Publié le 2025-10-28 18:34:00. Une étude récente révèle que la pollution de l’air et le diabète gestationnel, deux préoccupations majeures pour la santé des femmes enceintes, interagissent de manière complexe pour affecter le poids des nouveau-nés. Les conclusions mettent en lumière des risques accrus pour certains sous-groupes maternels et appellent à des interventions ciblées.
- L’exposition à la pollution atmosphérique augmente le risque de faible poids à la naissance et de macrosomie (poids excessif à la naissance).
- Le diabète gestationnel (DG) modifie cette relation, influençant spécifiquement le risque de macrosomie en fonction du trimestre de grossesse.
- Les femmes enceintes diabétiques et exposées à la pollution sont particulièrement vulnérables, nécessitant des stratégies de santé publique combinant la qualité de l’air et la gestion du diabète.
Une vaste étude rétrospective, analysant 33 060 premières grossesses entre 2017 et 2022, a exploré l’influence de la pollution de l’air sur les résultats de poids à la naissance, en se concentrant particulièrement sur le rôle du diabète gestationnel (DG). Si le lien entre l’exposition aux polluants atmosphériques et le poids à la naissance est connu, cette recherche apporte un nouvel éclairage sur la manière dont le DG module cette connexion, identifiant ainsi des populations maternelles plus fragiles.

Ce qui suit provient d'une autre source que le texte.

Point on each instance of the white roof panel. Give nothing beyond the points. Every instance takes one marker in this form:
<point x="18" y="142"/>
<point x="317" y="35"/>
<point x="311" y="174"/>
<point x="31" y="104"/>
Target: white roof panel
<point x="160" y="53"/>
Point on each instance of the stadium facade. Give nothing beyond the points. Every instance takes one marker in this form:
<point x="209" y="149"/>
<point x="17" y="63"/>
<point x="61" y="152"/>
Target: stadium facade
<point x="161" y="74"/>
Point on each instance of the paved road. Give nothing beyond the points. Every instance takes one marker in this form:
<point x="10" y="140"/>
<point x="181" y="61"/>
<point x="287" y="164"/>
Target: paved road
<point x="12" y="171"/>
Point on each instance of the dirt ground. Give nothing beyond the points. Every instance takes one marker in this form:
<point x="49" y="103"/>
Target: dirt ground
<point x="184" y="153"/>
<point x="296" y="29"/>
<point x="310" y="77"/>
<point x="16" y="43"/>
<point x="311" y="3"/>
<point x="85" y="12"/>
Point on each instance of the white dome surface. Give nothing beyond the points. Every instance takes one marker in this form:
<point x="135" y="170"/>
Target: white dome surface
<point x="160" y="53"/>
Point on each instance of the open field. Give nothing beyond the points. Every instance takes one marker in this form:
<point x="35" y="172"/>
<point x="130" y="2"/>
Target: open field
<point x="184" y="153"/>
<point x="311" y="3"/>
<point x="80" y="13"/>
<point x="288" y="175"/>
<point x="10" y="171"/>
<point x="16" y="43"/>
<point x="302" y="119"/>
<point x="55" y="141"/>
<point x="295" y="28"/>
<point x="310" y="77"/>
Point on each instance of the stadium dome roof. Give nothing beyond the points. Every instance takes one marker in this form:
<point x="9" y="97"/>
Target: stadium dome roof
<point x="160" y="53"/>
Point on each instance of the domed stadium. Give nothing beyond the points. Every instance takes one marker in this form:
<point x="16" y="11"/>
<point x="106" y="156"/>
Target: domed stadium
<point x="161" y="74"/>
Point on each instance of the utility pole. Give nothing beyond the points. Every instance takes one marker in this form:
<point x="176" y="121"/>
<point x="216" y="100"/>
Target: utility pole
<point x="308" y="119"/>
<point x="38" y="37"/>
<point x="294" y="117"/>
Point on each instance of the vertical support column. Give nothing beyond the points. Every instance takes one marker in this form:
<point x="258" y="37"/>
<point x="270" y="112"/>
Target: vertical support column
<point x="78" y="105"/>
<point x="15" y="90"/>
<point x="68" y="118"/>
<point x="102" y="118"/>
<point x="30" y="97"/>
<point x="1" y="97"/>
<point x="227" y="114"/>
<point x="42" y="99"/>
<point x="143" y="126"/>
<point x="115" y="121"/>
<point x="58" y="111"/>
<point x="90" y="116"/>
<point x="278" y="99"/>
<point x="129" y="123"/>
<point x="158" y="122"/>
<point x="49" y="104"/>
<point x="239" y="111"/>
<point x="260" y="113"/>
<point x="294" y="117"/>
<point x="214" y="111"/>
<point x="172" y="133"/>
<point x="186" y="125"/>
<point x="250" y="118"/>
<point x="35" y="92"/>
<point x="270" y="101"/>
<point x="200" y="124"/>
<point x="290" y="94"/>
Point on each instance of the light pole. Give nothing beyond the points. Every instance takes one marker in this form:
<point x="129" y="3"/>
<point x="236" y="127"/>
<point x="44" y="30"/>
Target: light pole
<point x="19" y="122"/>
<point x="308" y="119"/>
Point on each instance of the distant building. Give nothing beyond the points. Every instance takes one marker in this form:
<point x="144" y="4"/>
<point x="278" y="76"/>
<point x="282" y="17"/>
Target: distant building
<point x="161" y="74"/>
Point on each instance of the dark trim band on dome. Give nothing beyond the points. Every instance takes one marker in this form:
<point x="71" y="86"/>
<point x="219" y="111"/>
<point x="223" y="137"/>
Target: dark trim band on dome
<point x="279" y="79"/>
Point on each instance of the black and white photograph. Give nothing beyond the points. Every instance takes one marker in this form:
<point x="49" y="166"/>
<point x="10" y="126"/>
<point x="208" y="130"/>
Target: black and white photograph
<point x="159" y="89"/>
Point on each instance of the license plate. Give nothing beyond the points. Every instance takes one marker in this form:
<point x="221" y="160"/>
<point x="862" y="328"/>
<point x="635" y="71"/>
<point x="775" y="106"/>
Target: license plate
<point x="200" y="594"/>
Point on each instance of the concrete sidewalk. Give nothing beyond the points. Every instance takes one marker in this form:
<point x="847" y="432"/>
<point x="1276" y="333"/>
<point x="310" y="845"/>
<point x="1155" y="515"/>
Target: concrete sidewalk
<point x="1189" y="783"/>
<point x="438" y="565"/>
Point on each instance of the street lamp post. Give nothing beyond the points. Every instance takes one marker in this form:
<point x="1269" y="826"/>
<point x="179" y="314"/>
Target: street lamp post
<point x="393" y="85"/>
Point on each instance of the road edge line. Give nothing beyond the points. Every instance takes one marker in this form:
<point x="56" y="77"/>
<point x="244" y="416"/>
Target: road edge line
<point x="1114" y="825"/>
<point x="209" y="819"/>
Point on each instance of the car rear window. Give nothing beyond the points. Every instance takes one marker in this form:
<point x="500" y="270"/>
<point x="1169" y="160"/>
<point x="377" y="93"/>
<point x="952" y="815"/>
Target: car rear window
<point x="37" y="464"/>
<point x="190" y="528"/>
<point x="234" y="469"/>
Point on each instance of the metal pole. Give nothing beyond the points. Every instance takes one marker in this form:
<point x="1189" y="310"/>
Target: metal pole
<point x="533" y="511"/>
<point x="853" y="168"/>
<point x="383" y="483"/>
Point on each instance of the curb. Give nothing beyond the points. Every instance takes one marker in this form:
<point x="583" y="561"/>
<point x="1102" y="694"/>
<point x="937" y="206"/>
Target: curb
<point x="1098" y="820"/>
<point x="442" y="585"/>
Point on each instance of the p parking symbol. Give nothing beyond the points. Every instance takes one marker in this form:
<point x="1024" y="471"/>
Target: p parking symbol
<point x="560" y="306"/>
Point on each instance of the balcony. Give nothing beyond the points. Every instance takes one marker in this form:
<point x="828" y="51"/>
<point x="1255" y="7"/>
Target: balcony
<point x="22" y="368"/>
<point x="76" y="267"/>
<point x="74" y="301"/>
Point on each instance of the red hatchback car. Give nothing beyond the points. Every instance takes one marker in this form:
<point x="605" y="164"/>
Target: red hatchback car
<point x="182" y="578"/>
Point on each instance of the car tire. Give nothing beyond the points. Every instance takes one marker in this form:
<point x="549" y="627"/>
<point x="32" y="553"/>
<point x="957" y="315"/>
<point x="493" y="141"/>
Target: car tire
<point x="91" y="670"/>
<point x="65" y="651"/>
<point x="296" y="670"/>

Pour mener cette analyse, les chercheurs ont utilisé des données satellitaires pour estimer l’exposition des mères à divers polluants, dont les particules fines (PM2,5 et PM10), le dioxyde d’azote (NO2), le monoxyde de carbone (CO) et l’ozone (O3), et ce, au cours des différents trimestres de grossesse. L’étude a eu recours à des modèles de régression logistique multiniveaux, prenant en compte des facteurs individuels et la saison de conception, afin de déterminer les associations avec le faible poids à la naissance (LBW) et la macrosomie. Les résultats confirment que l’exposition à la pollution atmosphérique accroît le risque de ces deux conditions. De manière significative, chez les femmes atteintes de DG, l’exposition à certains polluants durant des périodes précises de la grossesse a entraîné une augmentation notable du risque de macrosomie. Par exemple, le DG a modulé l’impact des PM2,5 et du NO2 sur le risque de faible poids à la naissance au premier trimestre, et a également influencé les relations entre divers polluants et les risques de macrosomie sur l’ensemble des trois trimestres.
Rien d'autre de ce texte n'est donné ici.